Friday, May 6, 2011

The Importance of People



Our local homegrown hero, The Container Store is regularly voted "Best Place to Work in America!" They seem to make the list every year. This is no accident - they are very intentional in how they treat their employees!

Kip Tindall, Chairman and CEO of The Container Store says it this way, "We're really committed to the concept of being an employee first culture. If you take care of your employees better than anybody else, they're going to really and truly take care of your customers better than anybody else." He's right! But finding the right people is another issue altogether.

Often a perspective employee looks to have a skill set which would match perfectly in your business. Everything seems perfect, you hire, and time reveals that it wasn't a good fit at all. Skills are one thing, but culture is another. Way too often business' are spending too much money on hiring the wrong person. By the time you figure in severance, this can get really expensive. Just like life, business has a rhythm which cannot be ignored. If the new hire doesn't match the rhythm of the business the employment most likely won't work! We end up with "hit and miss" - hiring people to try, and replacing them if they miss. Not only is this confusing to the other employees, it can take it's toll too on customers. The questions it can raise can be damaging!

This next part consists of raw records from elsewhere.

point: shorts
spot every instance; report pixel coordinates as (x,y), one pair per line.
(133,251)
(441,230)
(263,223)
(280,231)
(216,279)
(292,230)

Back to The Container Store... One of their core philosophies is "...three good people equal one great person, so why not hire only great people?" The company has a history of matching employees strengths with the needs of the company, choosing to focus on talent rather than titles. BRILLIANT!

Recently I ran on to Adrian Wood, a delightful British chap who represents PeopleSync - a software that defines nineteen different habits of an employable candidate so that those attributes can be compared with the established culture of the hiring business. FASCINATING! The software Adrian sells can't be manipulated through personal assessment so the candidate can't try to "win the job." PeopleSync's test doesn't ask those kind of questions. With no right or wrong answers the final results can easily be measured against the culture of the business as defined by that business' top performers.

I wish subcontracting out the work in our business could be so easy! What do you suppose would happen if I gave my Framing crew the PeopleSync aptitude test? No question it would make for a top rated TV "sitcom" - the protests would be legendary! With the level of unsophistication in our business (read: reluctance to test!), throughout the years we have had to rely on finding and developing (a/k/a "hit and miss") great talent. Once developed to meet our customers needs, we must retain that talent for future projects.







Just like The Container Store, we fight consistent product and service delivery. Our customers expect us to be able to perform the same, project after project, so that their home or remodel looks as good as what they may have seen of our work somewhere else. We won't win any awards for "Best Place to Work" like The Container Store, but I have found several basic principles help us attract and keep good talent:

  • Support the troops. Make sure that they have the tools and materials necessary to do their jobs. We add "specific instruction" to that list so that our trades know exactly what task to perform.

  • Prompt Payment. 'Hell hath no fury like a mad subcontractor!' For years one of our competitors would take money given them for paying the subs and instead invest it in a 90 CD! After the CD matured the sub would receive payment - ahhhhhhh, NOT GOOD!

  • Clearly Communicate Expectations. It's not enough to have "specific instructions" on what task to perform, our people need to know what we, and the customer expects it's going to look like when finished.

  • Fair and Equitable Resolution. When problems occur (and they always do!), don't use the sub as a "shield." Understanding that there are at least two sides to every story, quickly resolve the problem to the satisfaction of as many as possible.

  • Develop a Culture of Fun! Insist that everyone involved in the process enjoy themselves while working hard. If a constantly grumbling sub can't see his or her way to that, GET RID OF THEM!


Managing people is not rocket science! The way some people manage though, you might think it is... Briefly consider how you would like to be treated in a given situation - and then manage accordingly!